Ontario's à la carte accident benefits reform takes effect on July 1, making most coverages optional and putting the onus on consumers to decide what to keep. Six months later, on January 1, 2027, Alberta will move in the opposite direction – replacing its tort-based auto insurance system with a no-fault model that grants unlimited access to treatment, as long as it contributes to recovery.
Duncan Meadows (pictured), partner, insurance business transformation and property and casualty leader at EY Canada, said Alberta's shift may ultimately prove to be the larger disruption.
"It's arguably a bigger change than Ontario in terms of the level of impact it may have on the system," Meadows said.
Under Alberta's Care First model, bodily injury compensation will be centred on insurer-funded benefits rather than court-awarded damages. Benefits for medical treatment, rehabilitation and income replacement will be standardized, with the province benchmarking initial levels to Manitoba's public no-fault system. An independent Alberta Automobile Care-First Tribunal will handle disputes, shifting most conflicts out of the civil courts.
"Care-First reduces the need for legal intervention to access recovery benefits. Instead, Care-First will strengthen emphasis on access to quality, evidence-based care to support recovery. Access to benefits does not depend on who caused the accident," Meadows said.
The right to sue will not disappear entirely but will be restricted to narrow circumstances. Meadows said litigation will still be permitted in certain circumstances, such as when a driver is found guilty of certain criminal offences.
"In certain circumstances, there may be some edge cases where there's still litigation," he said. "It'll be edge cases rather than the norm, which it is more like today."
The reform is a direct response to a system that had become unsustainable. Meadows said Alberta's combination of high accident rates and high litigation costs had pushed the overall cost of insurance up for everyone – and that pressure, compounded by provincial premium caps, drove carriers out of the market.
"The system itself has been under pressure, given the combination of rising claims costs coupled with premium caps," he said. "Quite a number of carriers have left Alberta."
The Insurance Bureau of Canada has endorsed the reform, calling it a "best-in-class auto insurance system." A government-commissioned feasibility study previously estimated Care First could deliver roughly $400 in average annual premium savings per driver under a pure no-fault configuration, though that figure has been subject to debate as details around residual court access evolved.
For the plaintiffs' bar, the implications are stark, and Meadows was pessimistic.
"This is a challenging outlook for personal injury law in Alberta and firms will need to adapt," he said. “If you're a personal injury lawyer in Alberta, I'd be considering career options,” he added.

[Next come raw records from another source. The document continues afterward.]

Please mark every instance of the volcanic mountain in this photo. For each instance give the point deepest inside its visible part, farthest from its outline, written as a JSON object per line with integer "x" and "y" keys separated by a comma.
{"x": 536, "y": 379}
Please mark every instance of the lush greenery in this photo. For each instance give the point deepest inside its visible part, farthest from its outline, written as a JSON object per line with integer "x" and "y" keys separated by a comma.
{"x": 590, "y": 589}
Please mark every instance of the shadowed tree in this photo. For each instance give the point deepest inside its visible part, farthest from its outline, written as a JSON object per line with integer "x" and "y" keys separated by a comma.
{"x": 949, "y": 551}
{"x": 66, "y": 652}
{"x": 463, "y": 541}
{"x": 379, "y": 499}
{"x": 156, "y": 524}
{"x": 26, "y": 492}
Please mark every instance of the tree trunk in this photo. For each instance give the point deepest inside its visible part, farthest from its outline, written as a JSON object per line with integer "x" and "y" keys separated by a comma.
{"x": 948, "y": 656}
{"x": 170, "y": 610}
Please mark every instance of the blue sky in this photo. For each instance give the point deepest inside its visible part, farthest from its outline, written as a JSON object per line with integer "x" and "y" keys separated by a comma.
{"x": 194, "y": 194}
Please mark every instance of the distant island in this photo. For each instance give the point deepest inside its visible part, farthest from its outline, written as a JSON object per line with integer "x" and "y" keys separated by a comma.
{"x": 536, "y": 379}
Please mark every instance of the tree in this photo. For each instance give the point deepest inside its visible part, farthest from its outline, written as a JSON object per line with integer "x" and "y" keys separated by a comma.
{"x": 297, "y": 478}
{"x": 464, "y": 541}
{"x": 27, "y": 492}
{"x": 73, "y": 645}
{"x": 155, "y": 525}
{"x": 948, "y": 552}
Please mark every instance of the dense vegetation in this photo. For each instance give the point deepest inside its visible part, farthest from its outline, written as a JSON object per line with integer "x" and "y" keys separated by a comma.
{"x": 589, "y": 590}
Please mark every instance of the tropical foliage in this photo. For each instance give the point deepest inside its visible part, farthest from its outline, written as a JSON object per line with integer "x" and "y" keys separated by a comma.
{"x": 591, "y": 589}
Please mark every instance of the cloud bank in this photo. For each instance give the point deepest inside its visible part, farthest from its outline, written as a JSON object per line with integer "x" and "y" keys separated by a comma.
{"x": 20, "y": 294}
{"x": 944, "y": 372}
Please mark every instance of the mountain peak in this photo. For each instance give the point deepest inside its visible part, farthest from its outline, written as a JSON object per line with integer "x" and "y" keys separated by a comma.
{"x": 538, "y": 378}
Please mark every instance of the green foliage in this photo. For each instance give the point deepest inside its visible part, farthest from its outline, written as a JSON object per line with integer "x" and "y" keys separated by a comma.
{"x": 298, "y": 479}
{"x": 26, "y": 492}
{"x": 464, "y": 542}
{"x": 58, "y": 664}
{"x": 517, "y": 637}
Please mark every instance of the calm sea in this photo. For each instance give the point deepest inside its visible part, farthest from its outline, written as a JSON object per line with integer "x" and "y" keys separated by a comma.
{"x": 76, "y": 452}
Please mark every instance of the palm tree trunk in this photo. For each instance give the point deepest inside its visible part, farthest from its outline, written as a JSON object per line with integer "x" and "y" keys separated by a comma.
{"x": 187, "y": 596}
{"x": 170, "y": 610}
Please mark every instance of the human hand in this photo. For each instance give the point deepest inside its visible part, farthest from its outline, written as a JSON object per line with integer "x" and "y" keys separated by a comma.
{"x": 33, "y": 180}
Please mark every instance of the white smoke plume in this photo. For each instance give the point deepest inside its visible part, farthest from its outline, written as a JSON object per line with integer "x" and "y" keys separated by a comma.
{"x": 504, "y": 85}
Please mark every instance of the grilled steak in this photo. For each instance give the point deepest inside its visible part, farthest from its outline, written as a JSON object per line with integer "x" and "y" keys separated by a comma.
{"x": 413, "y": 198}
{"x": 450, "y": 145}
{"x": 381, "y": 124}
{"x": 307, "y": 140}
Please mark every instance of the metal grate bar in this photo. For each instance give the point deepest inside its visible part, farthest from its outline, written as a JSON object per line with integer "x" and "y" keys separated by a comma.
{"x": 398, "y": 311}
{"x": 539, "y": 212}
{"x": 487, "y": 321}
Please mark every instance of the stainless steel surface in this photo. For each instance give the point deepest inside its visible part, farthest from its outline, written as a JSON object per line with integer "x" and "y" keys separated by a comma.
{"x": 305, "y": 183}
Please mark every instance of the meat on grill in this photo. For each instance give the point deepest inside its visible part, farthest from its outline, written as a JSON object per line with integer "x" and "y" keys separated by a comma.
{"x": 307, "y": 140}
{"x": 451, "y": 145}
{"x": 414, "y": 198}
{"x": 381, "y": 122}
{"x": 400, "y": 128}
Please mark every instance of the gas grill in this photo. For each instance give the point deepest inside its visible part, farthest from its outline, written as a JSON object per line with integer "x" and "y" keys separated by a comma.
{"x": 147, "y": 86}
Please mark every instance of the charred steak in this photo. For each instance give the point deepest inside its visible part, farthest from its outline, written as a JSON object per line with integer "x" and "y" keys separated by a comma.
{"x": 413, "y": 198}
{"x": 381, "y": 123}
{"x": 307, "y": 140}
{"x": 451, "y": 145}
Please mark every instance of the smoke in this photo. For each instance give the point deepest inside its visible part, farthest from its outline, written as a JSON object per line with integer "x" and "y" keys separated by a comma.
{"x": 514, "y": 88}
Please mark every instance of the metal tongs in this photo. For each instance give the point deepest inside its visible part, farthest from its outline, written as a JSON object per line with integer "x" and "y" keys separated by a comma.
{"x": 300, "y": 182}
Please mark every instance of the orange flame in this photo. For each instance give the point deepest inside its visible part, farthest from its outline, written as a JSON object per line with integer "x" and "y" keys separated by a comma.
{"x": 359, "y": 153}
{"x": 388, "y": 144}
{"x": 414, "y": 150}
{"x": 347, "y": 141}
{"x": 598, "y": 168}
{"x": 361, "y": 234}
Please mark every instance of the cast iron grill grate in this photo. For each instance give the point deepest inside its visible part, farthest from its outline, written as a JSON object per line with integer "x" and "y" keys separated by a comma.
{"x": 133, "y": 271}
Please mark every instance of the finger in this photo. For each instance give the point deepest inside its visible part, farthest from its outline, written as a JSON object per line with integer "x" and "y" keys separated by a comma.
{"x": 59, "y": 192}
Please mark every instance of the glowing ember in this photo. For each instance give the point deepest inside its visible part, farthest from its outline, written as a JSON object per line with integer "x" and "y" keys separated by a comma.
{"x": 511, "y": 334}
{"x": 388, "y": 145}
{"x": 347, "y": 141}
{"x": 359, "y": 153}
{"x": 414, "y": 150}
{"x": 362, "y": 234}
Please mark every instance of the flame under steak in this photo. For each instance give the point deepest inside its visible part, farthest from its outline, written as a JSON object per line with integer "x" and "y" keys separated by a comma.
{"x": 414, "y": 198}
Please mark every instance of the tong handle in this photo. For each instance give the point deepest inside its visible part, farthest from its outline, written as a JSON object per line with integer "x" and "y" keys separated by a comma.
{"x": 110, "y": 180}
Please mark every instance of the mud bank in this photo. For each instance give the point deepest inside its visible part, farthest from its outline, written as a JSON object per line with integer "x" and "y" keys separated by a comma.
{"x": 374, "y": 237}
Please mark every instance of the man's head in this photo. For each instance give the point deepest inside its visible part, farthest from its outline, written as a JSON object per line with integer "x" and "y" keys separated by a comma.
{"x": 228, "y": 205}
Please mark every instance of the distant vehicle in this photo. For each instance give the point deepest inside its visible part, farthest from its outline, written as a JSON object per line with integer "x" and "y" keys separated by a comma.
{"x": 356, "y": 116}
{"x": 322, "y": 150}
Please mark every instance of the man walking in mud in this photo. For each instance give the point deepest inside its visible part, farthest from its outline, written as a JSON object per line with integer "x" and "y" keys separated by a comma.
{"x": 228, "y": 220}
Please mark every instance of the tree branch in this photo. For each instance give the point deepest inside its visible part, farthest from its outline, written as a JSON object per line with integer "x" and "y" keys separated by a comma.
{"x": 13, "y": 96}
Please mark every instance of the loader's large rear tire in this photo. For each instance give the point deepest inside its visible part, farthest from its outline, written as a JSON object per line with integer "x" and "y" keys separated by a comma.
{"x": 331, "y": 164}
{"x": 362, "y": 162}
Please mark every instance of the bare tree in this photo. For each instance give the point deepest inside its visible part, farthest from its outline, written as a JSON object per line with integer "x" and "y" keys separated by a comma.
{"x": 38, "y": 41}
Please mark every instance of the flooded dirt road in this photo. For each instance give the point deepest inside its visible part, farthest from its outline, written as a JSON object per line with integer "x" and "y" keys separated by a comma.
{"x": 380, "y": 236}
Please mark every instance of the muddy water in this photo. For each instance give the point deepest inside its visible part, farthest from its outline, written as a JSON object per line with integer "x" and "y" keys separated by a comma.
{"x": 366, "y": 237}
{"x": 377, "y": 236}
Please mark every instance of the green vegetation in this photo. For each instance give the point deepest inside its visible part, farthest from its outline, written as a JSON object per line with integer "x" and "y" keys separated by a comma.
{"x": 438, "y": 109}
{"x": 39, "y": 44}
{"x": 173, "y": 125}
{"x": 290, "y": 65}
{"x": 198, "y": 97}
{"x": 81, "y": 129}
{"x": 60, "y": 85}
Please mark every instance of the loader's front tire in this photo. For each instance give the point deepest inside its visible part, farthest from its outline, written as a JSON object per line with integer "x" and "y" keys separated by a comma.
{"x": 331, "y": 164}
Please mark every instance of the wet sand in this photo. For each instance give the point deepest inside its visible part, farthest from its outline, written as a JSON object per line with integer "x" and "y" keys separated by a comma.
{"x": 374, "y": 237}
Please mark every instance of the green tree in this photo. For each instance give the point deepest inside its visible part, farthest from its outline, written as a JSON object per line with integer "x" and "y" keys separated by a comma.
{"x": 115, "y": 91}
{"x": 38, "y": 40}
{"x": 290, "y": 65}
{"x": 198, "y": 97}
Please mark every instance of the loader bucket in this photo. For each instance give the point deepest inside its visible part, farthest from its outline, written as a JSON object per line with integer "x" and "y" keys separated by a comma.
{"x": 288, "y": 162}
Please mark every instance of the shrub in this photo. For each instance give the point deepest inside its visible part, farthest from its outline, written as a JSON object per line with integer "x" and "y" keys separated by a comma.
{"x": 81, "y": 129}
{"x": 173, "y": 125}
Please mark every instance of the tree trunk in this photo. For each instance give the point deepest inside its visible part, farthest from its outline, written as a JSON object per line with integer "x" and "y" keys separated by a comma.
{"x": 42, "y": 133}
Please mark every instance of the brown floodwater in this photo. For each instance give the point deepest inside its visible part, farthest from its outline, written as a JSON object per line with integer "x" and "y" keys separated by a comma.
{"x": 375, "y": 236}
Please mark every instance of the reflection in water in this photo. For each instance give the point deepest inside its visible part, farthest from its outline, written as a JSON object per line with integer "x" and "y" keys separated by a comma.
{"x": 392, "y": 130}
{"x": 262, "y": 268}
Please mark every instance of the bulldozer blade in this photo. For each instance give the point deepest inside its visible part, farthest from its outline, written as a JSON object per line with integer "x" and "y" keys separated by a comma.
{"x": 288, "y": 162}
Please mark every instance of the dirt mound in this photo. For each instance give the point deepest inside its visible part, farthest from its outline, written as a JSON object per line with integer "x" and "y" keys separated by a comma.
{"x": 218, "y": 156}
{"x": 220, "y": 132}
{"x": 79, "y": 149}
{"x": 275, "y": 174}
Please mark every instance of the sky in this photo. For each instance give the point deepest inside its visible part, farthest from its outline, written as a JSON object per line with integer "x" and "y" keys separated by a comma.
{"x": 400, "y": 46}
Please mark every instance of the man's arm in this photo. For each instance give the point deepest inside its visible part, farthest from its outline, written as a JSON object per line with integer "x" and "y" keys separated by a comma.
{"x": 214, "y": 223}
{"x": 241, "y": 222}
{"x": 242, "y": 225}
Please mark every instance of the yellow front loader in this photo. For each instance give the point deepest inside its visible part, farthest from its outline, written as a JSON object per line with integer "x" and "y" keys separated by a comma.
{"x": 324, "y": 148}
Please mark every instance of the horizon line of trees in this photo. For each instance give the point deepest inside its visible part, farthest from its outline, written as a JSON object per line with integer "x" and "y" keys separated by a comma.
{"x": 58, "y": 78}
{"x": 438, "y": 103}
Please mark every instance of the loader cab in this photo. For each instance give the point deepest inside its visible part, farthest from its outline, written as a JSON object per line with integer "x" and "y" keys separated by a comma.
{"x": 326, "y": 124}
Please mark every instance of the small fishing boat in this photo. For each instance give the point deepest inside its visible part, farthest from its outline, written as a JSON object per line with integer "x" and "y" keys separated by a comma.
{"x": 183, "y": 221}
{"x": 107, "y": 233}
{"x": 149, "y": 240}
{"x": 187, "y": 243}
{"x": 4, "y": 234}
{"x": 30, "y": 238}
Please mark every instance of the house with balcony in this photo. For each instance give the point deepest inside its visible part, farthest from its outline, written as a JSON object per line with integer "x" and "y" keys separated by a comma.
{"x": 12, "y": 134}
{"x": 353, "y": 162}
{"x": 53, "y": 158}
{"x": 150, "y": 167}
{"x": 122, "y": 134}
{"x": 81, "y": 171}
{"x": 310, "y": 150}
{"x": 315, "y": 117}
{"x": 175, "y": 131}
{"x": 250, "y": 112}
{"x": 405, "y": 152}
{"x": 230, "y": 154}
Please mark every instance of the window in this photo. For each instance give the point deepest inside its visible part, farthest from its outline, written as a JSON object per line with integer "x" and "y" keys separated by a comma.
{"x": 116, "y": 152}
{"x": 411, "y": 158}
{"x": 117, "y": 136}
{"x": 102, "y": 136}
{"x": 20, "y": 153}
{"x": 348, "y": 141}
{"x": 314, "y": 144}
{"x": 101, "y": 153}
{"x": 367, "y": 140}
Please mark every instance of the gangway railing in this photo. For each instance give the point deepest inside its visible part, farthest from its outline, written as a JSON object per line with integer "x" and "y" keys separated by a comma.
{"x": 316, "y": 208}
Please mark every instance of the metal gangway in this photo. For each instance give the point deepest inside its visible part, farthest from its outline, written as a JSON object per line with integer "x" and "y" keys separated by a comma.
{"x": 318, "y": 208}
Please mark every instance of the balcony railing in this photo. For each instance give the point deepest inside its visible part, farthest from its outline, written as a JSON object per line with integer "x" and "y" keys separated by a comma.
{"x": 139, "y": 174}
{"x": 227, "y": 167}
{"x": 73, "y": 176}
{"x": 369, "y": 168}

On the insurance side, the transition will require significant operational work. Meadows said actuarial and product teams will need to rebuild their pricing models from the ground up, and brokers will face a new advisory role explaining the system to clients who are used to a fundamentally different structure.
"The actuarial and product teams will need to analyze the projected future costs of this model, and to rethink their pricing models," he said.
He said the first couple of years under the new system will be volatile as claims data starts to reflect the new reality.
"There'll be volatility in the first couple of years, I'm sure, before things stabilize," he said.
The question of whether carriers that left Alberta will return hinges on whether the reformed system proves profitable within normal insurance margins. Meadows said he expects interest to build over time, but not immediately.
"The market's been pretty unprofitable for quite a while," he said. "There'll need to be some demonstration that the market is at least profitable within normal insurance parameters to get people to come back in."
He said national carriers looking for growth will likely be the first to test the water, provided the early data supports the economics.
"The theory is it should be a better system for everyone," Meadows said. "If you're in an accident, hopefully there's a cleaner system to get quicker benefits than having to go to court."